Reflecting on this, I see my own positionality as shaped by both globalized media and postcolonial awareness. The film made me more attentive to the layered struggles of postcolonial subjects under global empire—caught between assimilation, resistance, and re-definition. In this sense, The Reluctant Fundamentalist was not just about Changez; it was also about me, as a viewer learning to question the lenses through which I see the world.
Conclusion:
Taken together, The Reluctant Fundamentalist—both in Hamid’s novel and Nair’s adaptation—reveals the deep entanglement of identity, power, and resistance in a post-9/11 global order. By weaving together personal narrative with geopolitical critique, the story demonstrates how hybridity is never neutral but marked by fracture, surveillance, and negotiation within what Loomba calls the “New American Empire” and what Hardt and Negri theorize as Empire’s networked power. The film’s visual strategies—contrasting spaces, racialized gazes, and the tension of storytelling—extend the novel’s framing device, amplifying its challenge to Orientalist narratives and gesturing towards re-orientalism as a counter-narrative practice.

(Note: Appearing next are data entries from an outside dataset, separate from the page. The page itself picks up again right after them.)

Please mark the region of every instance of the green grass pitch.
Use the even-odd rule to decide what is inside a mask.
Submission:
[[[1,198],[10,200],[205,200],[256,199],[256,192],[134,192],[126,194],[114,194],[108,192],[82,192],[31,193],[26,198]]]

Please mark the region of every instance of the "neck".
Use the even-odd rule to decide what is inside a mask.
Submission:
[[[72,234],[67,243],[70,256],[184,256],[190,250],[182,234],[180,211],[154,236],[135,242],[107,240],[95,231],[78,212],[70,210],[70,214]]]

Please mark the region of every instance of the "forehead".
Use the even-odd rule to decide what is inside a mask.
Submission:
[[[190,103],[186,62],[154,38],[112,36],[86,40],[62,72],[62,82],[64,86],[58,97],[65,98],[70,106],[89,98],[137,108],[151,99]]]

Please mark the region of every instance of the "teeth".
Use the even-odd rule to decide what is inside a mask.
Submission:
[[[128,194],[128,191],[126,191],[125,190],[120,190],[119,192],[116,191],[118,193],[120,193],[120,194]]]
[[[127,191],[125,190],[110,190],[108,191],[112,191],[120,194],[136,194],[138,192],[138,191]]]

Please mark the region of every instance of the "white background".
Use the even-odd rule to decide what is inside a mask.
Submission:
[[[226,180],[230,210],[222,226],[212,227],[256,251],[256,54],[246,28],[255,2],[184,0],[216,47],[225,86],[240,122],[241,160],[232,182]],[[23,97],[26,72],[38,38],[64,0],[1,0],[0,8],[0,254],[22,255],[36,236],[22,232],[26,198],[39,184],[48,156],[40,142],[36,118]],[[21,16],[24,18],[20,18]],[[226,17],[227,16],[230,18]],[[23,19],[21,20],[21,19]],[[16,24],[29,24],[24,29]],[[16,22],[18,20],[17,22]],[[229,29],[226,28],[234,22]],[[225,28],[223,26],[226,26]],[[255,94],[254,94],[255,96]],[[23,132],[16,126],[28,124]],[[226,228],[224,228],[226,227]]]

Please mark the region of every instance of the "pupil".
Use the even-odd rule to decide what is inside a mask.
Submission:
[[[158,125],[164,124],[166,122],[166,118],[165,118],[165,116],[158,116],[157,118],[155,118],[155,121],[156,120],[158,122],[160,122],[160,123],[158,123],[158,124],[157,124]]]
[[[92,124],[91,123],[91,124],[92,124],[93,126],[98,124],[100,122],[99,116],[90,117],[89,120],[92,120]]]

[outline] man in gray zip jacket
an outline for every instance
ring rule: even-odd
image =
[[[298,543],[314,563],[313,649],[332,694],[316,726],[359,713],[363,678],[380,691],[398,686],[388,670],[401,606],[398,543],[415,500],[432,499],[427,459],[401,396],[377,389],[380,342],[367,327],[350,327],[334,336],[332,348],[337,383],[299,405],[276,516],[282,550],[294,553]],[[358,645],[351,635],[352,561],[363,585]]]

Ultimately, both texts insist that the so-called “margins” are not passive; they remain active sites of critique and resistance. Changez’s journey is not simply about disillusionment but about reclaiming voice and redefining belonging outside the binaries of victim/terrorist or East/West. For viewers, the film provokes reflection on how global power operates not only through violence but also through culture, economy, and representation. In this way, The Reluctant Fundamentalist becomes more than a story of one man’s alienation—it becomes a parable of postcolonial subjectivity under empire, urging us to question how we see, interpret, and participate in global narratives.